It sounds like you (not uncommon) get a bit confused about how picking works in C2.
But the way you can look at picking of objects is like a sorting or reduction machine.
Imagine you have 100 workers with the following attributes.
100 Workers in total
20 Workers are wearing a red shirt.
40 Workers are wearing a blue shirt.
30 Workers are wearing a yellow shirt.
10 workers are not wearing a shirt.
30 Workers are between 40 and 50 years old.
50 Workers are between 20 and 30 years old,
20 Workers are between 60 and 80 years old (No pension for these poor bastards!)
Lets say you want all workers wearing blue shirts and that are above 60 year old to either go home or go to lunch.
So what happens is:
Pick all Workers : You pick all workers that match the condition that they are workers, in this case all are so its 100. (You don't really need this, its only for the explanation.)
Workers must have blue shirts : This will reduce the number to 40 workers.
Workers must be older than 60 : Depending on how many of those 40 workers matching this you will get a new number that further reduce or sort the amount of workers matching the former condition. Lets assume that its 15 workers.

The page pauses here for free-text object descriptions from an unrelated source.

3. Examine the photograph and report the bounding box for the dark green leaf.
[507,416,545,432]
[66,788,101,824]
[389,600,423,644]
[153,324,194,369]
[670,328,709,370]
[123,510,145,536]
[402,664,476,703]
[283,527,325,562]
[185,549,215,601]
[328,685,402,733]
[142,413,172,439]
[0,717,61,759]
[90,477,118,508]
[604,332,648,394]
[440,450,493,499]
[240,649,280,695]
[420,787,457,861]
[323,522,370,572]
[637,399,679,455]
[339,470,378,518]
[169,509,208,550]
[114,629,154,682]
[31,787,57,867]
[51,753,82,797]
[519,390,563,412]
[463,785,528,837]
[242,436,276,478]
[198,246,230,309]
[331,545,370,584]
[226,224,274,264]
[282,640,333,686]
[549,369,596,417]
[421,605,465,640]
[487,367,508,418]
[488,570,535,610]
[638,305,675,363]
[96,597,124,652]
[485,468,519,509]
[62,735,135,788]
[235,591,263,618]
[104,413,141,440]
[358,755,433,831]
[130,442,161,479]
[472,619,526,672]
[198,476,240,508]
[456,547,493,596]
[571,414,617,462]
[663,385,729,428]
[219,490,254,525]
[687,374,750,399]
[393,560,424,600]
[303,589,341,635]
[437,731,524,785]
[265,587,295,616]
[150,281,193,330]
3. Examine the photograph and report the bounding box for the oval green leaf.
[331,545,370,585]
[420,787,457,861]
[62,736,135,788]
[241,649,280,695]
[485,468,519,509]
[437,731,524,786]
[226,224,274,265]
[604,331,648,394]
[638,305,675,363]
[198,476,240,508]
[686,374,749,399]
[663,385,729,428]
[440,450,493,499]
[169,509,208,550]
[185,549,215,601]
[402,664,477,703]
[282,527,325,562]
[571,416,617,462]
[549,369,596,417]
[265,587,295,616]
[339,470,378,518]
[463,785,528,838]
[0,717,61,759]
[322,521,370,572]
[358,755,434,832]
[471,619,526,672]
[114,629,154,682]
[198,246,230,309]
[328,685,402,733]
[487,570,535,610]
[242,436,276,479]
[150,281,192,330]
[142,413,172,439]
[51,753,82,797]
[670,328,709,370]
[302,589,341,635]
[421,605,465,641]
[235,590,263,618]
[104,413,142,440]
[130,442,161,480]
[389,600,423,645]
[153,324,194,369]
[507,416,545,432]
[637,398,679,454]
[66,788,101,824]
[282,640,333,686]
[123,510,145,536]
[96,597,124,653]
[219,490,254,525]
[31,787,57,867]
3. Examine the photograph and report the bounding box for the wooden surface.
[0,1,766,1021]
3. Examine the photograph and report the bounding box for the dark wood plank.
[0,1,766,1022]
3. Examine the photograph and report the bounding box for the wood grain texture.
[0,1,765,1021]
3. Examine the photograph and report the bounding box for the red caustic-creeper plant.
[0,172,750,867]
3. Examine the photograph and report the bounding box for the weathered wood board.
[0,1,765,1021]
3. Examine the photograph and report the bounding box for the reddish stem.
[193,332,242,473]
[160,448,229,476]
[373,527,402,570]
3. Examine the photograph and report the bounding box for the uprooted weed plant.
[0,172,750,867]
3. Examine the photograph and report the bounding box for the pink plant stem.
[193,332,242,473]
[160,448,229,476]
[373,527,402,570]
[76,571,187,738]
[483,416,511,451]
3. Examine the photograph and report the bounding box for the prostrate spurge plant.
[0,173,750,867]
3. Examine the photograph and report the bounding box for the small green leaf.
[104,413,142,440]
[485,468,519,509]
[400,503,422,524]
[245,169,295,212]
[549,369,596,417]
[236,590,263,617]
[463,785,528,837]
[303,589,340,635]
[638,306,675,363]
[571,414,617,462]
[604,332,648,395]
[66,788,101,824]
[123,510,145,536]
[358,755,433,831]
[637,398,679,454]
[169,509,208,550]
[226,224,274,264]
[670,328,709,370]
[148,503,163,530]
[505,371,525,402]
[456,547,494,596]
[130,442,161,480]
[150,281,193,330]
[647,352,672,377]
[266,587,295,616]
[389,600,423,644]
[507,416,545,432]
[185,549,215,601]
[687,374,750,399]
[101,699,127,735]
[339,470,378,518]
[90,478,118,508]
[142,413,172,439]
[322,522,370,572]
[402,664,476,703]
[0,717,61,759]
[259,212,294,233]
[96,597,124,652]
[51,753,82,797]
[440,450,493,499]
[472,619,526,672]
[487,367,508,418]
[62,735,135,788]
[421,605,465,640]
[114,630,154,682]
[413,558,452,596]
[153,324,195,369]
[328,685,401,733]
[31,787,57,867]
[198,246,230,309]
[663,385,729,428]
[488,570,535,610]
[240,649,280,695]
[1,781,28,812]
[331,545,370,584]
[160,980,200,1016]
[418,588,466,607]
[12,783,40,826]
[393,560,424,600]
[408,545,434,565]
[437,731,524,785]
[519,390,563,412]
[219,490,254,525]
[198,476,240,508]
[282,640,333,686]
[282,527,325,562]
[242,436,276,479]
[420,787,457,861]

Now we cant reduce the amount anymore and we have found all the workers that match all our conditions. And since we want them to either go home or to lunch, and don't care how many goes where. We can do the following.

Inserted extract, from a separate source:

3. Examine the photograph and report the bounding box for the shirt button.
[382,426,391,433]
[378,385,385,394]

For each Worker : This will go through each of the 15 remaining workers and tell each of them to either go home or to lunch.
Go home or Go to Lunch
So that's pretty much how it works whenever you pick objects, that you keep reducing or sorting them until those that remains fit whatever you want. And then if you want them to do different things you throw a "For each" at the end and then the options they have afterwards.